Sorry mate have not tried it so far .will let you if I find out something.
yeah, I got a similar error. I will check it out and have you know
---------------------------------------------------------------------------
AttributeError Traceback (most recent call last)
<ipython-input-21-826e21acd938> in <module>()
----> 1 data.train_dl.to_df()
/opt/conda/lib/python3.6/site-packages/fastai/data_block.py in to_df(self)
605 def to_df(self)->None:
606 "Create `pd.DataFrame` containing `items` from `self.x` and `self.y`."
--> 607 return pd.DataFrame(dict(x=self.x._relative_item_paths(), y=[str(o) for o in self.y]))
608
609 def to_csv(self, dest:str)->None:
/opt/conda/lib/python3.6/site-packages/fastai/data_block.py in _relative_item_paths(self)
129
130 def _relative_item_path(self, i): return self.items[i].relative_to(self.path)
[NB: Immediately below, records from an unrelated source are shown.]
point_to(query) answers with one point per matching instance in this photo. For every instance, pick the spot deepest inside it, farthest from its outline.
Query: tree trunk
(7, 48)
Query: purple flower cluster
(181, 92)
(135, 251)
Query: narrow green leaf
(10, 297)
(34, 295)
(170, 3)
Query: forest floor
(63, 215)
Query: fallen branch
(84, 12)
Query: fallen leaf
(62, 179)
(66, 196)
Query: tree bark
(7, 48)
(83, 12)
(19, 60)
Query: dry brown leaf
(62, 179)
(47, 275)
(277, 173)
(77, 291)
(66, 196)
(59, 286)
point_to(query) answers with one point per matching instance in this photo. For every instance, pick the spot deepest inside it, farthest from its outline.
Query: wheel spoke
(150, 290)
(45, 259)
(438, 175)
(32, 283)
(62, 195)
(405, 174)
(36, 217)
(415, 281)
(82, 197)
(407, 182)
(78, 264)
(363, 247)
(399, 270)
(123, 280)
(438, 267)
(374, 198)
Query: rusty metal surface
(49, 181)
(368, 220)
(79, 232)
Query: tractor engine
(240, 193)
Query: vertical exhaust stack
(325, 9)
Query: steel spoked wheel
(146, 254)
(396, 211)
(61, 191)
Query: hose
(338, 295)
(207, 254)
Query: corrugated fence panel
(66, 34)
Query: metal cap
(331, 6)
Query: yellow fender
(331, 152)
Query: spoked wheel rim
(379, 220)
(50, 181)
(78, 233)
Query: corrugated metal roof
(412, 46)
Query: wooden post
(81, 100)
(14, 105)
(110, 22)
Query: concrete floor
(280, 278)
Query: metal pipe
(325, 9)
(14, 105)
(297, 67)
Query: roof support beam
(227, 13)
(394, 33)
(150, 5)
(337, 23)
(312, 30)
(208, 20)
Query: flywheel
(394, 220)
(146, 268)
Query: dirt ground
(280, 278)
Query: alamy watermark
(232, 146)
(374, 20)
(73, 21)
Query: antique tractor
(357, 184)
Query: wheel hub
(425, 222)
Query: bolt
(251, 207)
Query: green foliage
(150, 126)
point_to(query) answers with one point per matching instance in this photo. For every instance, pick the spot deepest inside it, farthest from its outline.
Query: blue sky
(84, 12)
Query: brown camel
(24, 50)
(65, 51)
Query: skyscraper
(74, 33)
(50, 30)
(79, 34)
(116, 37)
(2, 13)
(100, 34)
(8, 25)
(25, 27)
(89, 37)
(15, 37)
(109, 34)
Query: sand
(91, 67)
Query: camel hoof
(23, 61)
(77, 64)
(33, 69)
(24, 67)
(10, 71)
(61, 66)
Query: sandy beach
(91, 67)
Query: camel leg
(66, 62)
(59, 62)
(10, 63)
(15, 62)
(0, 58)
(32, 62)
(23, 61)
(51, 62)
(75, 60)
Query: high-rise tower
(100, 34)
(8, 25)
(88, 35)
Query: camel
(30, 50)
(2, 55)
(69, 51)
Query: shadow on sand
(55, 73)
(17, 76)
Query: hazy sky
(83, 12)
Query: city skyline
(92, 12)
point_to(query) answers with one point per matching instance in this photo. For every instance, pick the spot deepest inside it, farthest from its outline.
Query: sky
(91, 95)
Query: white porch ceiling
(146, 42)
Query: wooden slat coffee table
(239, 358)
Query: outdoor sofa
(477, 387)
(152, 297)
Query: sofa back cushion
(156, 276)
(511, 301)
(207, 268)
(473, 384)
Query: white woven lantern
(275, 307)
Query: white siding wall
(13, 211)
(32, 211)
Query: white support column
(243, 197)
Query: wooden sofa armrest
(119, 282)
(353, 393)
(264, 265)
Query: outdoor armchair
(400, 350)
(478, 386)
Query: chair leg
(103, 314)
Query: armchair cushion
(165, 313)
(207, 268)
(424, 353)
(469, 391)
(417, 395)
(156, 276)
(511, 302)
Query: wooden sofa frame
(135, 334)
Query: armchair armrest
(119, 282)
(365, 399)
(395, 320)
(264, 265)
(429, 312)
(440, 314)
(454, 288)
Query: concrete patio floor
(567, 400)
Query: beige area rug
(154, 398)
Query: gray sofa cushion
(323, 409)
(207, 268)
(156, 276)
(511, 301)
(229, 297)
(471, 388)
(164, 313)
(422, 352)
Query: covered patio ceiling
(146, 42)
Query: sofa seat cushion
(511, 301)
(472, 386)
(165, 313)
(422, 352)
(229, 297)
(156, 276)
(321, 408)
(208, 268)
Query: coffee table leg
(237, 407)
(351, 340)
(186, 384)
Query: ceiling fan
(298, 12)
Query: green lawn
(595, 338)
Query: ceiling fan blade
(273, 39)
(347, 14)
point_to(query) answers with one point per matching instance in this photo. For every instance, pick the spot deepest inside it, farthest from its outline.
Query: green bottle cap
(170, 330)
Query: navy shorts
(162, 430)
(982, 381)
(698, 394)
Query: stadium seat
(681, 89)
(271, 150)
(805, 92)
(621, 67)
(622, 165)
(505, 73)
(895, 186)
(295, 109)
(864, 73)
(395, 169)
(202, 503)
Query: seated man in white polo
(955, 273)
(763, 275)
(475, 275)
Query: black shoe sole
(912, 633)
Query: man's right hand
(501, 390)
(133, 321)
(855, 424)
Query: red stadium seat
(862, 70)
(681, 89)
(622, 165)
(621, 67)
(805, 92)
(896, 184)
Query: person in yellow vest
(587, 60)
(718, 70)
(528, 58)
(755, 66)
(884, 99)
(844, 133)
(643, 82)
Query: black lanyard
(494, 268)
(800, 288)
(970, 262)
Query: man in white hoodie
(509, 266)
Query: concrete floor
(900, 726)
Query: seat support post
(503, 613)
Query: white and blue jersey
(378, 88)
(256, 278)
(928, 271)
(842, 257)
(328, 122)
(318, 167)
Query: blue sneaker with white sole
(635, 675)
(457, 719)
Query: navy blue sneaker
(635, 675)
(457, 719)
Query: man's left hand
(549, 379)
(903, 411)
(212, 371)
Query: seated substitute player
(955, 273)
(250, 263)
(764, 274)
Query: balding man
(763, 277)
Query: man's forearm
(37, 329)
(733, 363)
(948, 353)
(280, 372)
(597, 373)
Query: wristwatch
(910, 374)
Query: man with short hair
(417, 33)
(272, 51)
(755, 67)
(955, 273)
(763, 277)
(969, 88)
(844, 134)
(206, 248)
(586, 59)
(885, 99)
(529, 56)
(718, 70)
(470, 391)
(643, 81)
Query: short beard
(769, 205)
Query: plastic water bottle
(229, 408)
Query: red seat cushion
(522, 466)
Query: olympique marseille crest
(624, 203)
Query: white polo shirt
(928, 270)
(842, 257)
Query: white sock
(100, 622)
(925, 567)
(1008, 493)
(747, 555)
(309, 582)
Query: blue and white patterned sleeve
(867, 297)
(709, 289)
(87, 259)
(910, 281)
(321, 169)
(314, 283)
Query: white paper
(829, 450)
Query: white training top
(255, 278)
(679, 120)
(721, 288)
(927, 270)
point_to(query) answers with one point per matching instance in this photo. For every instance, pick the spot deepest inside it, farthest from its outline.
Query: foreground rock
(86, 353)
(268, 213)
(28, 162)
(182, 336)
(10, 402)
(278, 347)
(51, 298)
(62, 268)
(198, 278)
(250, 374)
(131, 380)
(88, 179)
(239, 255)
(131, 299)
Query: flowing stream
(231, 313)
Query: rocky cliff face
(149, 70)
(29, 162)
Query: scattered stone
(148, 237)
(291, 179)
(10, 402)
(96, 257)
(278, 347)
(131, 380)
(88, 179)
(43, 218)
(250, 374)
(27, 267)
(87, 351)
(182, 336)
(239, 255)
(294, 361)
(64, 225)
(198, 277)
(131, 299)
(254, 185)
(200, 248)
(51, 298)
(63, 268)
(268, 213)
--> 131 def _relative_item_paths(self): return [self._relative_item_path(i) for i in range_of(self.items)]
132
133 def use_partial_data(self, sample_pct:float=1.0, seed:int=None)->'ItemList':
/opt/conda/lib/python3.6/site-packages/fastai/data_block.py in <listcomp>(.0)
129
130 def _relative_item_path(self, i): return self.items[i].relative_to(self.path)
--> 131 def _relative_item_paths(self): return [self._relative_item_path(i) for i in range_of(self.items)]
132
133 def use_partial_data(self, sample_pct:float=1.0, seed:int=None)->'ItemList':
/opt/conda/lib/python3.6/site-packages/fastai/data_block.py in _relative_item_path(self, i)
128 return cls.from_df(df, path=path, cols=cols, processor=processor, **kwargs)
129
--> 130 def _relative_item_path(self, i): return self.items[i].relative_to(self.path)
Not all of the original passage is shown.